Well, no. Not really.

Opal turns out to be a very resilient character that slogs on despite her past and without catatonic relapse after she is (MAJOR SPOILER ADVISORY, SKIP TO “Grumpy Canary” TO AVOID SPOILAGE) tortured again (not once, but twice) by the same man who had tortured her before, who was responsible for the death of her sibling, and with whom she’d been unknowingly sleeping for months. Nevermind the torture, betrayal, and trauma of the previous series: any of these issues should have sent any sane person into a mental tailspin.

Grumpy Canary: Instant love. Need I say more? And while I’ve seen Snyder use this trope wonderfully in her other books, I fail to see a realistic foundation for the tru lurve connection that is underscored at the end of Storm Glass.  I can’t seem to win when it comes to romance. I blame  it on these tricksy covers.
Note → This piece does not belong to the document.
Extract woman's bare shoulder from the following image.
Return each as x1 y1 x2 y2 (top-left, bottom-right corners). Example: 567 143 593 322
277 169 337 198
Fair Canary: I did finish the book. And I imagine I would have loved it a little (a lot) more if I’d gotten it straight after the previous series, with all its adventures fresh in my mind. That said, this book delivers on mystery and suspense. There is a walloping of dramatic tension when we realize who the baddie is but Opal remains oblivious, and the world’s mix of magic and dystopia is a helluva lot of fun. If you’re not as feathery-obsessive about the details as I am, you’re probably have a great time. The adventure delivers.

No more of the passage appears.